Exterior angle property of a triangle

**Steps to prove the property using this lab are as follows**

**A. Steps to draw a triangle **

- Go to the TOOLS and select the triangle.
- Mark a point A on baseline to draw a triangle ABC.
- Click again on baseline for another point B.
- Click above baseline on the benchmark to mark the point C.

Triangle drawn successfully.

**B. Steps to mark the interior angles and exterior angle**

- Click on point A to mark ∠CAB
- Click on point B to mark ∠ABC,
- Click on point C to mark ∠ACB,
- Click on point D to mark ∠CBD(exterior angle) of triangle ABC.

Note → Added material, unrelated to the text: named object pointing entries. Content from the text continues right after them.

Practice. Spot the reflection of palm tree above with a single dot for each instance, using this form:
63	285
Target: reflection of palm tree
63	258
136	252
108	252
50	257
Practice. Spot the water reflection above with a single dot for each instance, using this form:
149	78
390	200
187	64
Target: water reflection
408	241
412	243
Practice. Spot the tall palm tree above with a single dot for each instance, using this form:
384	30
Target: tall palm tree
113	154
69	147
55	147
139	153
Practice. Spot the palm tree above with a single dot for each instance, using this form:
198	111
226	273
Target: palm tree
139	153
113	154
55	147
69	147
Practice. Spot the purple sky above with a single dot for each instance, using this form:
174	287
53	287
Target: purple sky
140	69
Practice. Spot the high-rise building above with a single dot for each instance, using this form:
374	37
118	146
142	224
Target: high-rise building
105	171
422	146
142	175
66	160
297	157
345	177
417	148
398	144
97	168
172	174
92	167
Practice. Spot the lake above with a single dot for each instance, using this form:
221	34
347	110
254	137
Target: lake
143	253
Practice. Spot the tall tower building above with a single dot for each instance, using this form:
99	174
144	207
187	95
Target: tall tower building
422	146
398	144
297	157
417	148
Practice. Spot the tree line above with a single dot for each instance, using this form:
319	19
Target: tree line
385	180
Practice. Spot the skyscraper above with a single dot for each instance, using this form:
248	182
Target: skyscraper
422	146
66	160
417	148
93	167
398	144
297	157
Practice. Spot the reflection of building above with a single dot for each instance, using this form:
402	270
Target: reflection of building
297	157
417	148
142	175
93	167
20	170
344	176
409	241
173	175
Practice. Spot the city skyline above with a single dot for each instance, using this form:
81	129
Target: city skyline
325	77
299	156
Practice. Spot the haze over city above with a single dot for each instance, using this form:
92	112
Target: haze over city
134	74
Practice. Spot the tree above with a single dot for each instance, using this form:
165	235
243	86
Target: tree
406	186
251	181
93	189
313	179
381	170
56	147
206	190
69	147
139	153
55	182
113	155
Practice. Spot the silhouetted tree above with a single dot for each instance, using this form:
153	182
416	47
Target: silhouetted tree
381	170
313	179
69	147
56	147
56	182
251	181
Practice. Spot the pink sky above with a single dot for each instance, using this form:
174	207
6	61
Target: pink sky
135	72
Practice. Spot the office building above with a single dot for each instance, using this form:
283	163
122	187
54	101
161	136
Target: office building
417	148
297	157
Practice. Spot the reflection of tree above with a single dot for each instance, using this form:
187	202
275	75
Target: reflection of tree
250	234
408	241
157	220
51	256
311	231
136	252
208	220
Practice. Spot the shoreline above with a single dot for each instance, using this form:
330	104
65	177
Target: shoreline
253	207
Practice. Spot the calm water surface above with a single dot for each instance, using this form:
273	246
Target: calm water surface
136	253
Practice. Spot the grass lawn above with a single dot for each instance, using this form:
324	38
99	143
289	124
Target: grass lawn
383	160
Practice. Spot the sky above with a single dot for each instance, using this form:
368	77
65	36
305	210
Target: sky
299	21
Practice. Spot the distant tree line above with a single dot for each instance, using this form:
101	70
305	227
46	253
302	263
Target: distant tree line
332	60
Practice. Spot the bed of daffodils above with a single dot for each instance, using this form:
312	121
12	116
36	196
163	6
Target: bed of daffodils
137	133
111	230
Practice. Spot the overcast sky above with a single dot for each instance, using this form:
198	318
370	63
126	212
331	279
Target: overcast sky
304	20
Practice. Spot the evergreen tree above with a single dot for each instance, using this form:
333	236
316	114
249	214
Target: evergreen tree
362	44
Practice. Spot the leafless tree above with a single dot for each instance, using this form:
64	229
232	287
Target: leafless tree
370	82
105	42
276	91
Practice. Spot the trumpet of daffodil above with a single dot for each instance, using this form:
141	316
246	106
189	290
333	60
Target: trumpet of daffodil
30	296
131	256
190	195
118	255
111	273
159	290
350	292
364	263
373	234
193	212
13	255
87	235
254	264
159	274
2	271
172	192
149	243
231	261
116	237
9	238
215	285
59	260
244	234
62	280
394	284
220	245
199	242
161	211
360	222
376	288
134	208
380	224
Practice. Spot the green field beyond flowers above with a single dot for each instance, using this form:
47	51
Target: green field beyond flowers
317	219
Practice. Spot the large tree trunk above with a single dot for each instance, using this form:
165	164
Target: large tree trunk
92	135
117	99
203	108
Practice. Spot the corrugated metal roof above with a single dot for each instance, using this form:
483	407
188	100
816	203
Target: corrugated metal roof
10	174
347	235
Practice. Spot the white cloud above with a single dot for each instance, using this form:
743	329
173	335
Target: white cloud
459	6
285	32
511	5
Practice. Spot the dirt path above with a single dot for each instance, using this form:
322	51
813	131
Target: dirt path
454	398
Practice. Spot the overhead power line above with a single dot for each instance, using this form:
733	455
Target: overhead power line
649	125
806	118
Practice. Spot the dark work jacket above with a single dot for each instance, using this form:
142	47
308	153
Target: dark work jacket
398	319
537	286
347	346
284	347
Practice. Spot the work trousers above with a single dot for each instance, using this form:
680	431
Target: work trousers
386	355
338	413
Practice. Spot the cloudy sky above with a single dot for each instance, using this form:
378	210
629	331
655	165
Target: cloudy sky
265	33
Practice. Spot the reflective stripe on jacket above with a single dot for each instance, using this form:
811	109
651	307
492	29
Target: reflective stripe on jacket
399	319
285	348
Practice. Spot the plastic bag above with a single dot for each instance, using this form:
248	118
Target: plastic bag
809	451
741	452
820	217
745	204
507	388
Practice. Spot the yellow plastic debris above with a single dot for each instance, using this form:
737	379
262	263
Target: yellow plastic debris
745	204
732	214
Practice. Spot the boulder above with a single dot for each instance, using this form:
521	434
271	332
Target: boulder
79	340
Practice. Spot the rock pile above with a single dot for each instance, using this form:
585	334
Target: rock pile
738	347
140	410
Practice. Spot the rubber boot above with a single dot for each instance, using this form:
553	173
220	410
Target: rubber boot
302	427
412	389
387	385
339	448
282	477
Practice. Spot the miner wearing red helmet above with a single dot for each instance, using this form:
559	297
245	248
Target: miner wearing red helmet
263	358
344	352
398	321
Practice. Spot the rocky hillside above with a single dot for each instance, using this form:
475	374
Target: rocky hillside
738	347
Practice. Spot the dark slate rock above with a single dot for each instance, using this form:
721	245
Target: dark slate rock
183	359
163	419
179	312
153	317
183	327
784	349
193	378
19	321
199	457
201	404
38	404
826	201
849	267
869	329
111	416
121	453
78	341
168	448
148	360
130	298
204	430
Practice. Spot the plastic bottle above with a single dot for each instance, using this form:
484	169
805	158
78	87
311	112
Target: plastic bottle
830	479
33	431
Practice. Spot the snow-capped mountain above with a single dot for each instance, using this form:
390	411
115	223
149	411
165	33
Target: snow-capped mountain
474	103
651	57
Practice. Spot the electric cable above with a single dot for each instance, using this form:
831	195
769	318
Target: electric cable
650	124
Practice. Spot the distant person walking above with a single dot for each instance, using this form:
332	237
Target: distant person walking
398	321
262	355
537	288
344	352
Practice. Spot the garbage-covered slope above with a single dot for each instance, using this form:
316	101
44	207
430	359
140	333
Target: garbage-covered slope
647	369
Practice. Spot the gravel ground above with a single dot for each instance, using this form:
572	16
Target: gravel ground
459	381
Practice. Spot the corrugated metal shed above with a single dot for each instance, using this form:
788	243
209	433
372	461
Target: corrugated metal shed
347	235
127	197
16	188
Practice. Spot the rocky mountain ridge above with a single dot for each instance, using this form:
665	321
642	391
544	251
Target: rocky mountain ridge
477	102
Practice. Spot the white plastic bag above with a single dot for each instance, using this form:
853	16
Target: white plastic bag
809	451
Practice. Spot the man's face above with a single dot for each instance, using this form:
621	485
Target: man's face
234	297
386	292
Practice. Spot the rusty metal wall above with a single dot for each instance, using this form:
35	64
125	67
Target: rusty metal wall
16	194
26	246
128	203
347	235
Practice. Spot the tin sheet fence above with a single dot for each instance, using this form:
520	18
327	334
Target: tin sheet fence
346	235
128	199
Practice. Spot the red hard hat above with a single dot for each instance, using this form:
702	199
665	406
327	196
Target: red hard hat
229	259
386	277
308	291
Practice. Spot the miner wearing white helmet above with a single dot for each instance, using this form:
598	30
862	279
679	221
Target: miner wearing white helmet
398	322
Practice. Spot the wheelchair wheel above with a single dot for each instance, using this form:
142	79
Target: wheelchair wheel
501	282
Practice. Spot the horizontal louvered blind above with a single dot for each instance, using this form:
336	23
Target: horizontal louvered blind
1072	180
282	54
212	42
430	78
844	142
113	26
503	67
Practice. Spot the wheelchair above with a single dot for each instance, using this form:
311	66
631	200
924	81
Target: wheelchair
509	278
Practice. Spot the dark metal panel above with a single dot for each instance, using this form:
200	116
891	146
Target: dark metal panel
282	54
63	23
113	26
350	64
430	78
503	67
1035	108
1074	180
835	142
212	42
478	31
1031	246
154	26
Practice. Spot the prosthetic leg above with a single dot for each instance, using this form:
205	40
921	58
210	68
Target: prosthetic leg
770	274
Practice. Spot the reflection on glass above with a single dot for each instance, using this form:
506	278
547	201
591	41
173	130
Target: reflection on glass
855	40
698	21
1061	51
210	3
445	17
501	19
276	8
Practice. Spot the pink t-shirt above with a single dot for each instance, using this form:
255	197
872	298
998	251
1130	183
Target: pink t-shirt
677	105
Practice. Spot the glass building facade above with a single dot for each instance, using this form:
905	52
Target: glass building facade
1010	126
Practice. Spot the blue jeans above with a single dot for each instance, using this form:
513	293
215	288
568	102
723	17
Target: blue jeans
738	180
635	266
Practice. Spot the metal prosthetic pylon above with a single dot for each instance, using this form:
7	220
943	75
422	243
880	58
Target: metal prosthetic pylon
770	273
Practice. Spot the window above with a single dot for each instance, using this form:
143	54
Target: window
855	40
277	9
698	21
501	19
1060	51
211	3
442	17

**C. Measure the values of resultant angles **

- Drag the protractor to measure the value of the interior angles, ∠CAB and ∠ACB.
- Consider AD as a baseline for ∠CAB and line CB for ∠ACB.
- Enter the value of angles ∠CAB and ∠ACB in text box.
- Measure the value of angle ∠CBD i.e. exterior angle from base line AD.
- Enter the value in text box.

**D. Verify the theorem**

- Let us cut and place the interior angles on exterior angle
- Click on point A to cut angle ∠CAB.
- Click on point C to cut angle ∠ACB.

**Observation**

- Click on Next button to see the observation.

We observe that the interior angles completely overlap the exterior angle.

We also observe that **∠CAB +∠ACB = ∠CBD **

Thus, The sum of value of interior angles** ∠CAB and ∠ACB** is equal to the exterior angle **∠CBD.**

Hence exterior angle property of triangle is proved.